The hub features ‘user guides’ tailored to teachers, administrators and PD providers, and teacher education faculty, in hopes of reaching all educators, regardless of where they sit in the education spectrum. “There is a belief that you have to be bilingual to help DLLs, and that isn’t true. You can be inclusive, even if you don’t speak the same language”, said Patricia Lozano executive director for Early Edge California. And the hub was created because according to Carolyne Crolotte, director of dual language learner (DLL) programs at Early Edge, teachers were struggling to find high-quality materials and concrete examples of how to support their multilingual students.

Both Crolotte and Lozano believe it is every teacher’s job to support ML students. However, standing in the way of this goal is the fact that many future educators are not required to learn how to support MLs in early education settings. This means that many school districts have to start from zero as they prepare newly hired teachers on how to support DLLs. But first, school districts have to believe that it matters, and Lozano believes this hub will be the launching point many school districts need as they learn about how to best support linguistically diverse students.

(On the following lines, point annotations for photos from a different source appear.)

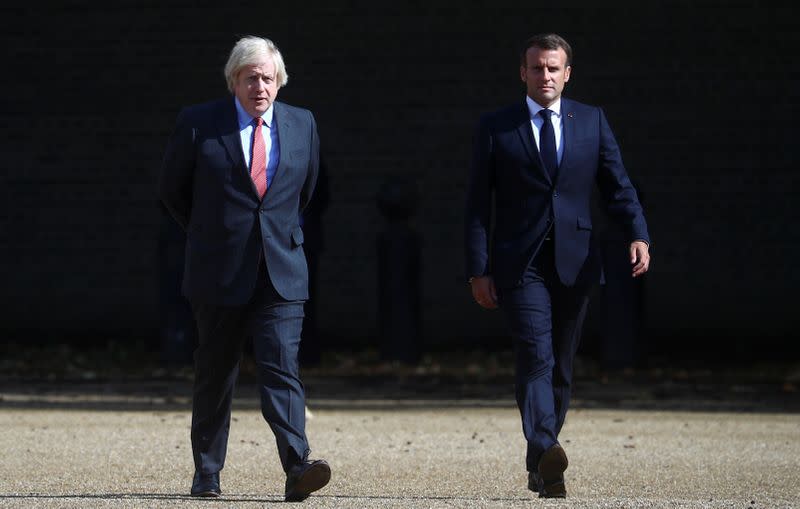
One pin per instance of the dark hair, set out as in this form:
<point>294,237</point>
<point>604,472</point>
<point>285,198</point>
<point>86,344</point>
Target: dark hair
<point>546,41</point>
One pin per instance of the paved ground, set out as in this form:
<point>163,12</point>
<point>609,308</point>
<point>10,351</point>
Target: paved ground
<point>114,450</point>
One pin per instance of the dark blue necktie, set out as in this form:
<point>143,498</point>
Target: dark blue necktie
<point>547,144</point>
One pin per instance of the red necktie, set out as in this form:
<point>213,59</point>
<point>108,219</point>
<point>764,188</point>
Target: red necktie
<point>258,162</point>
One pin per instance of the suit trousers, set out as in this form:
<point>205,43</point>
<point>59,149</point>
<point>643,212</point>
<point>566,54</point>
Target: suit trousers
<point>545,319</point>
<point>274,325</point>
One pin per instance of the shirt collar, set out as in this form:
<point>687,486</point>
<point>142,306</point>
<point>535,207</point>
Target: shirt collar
<point>245,119</point>
<point>534,108</point>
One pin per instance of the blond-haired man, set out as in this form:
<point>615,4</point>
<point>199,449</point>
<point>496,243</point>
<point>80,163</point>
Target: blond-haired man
<point>236,175</point>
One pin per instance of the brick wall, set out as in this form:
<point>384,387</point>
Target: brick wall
<point>701,96</point>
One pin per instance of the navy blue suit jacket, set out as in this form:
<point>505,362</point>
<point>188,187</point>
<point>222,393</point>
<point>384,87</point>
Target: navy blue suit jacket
<point>208,190</point>
<point>511,191</point>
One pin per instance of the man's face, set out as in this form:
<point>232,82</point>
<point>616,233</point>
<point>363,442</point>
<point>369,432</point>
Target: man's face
<point>256,87</point>
<point>545,73</point>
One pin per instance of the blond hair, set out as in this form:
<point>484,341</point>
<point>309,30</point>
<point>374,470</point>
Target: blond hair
<point>249,50</point>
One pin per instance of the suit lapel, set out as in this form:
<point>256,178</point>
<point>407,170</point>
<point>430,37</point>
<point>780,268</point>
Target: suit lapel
<point>568,134</point>
<point>229,132</point>
<point>525,131</point>
<point>281,120</point>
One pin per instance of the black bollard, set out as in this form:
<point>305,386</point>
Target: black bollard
<point>399,274</point>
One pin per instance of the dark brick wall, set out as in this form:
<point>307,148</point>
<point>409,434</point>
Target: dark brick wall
<point>701,95</point>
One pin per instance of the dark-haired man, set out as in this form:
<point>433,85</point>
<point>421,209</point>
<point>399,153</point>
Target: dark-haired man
<point>535,165</point>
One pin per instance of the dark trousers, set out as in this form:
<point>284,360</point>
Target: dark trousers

“This is just the beginning and is not a one-time thing, this will be a continuous process”, says Lozano as the hub will need to be updated to add more resources. These updates will include tools in other languages to be more representative of the diversity among multilingual learners. In the end, though, the hub alone will not provide results in the classroom and will need to be supplemented with professional learning and coaching. That being said, the designers hope the open-access tools will equip teachers with strategies and knowledge to help support MLs' bilingualism and encourage an asset oriented approach to ML instruction/education—an approach bound to positively affect all students.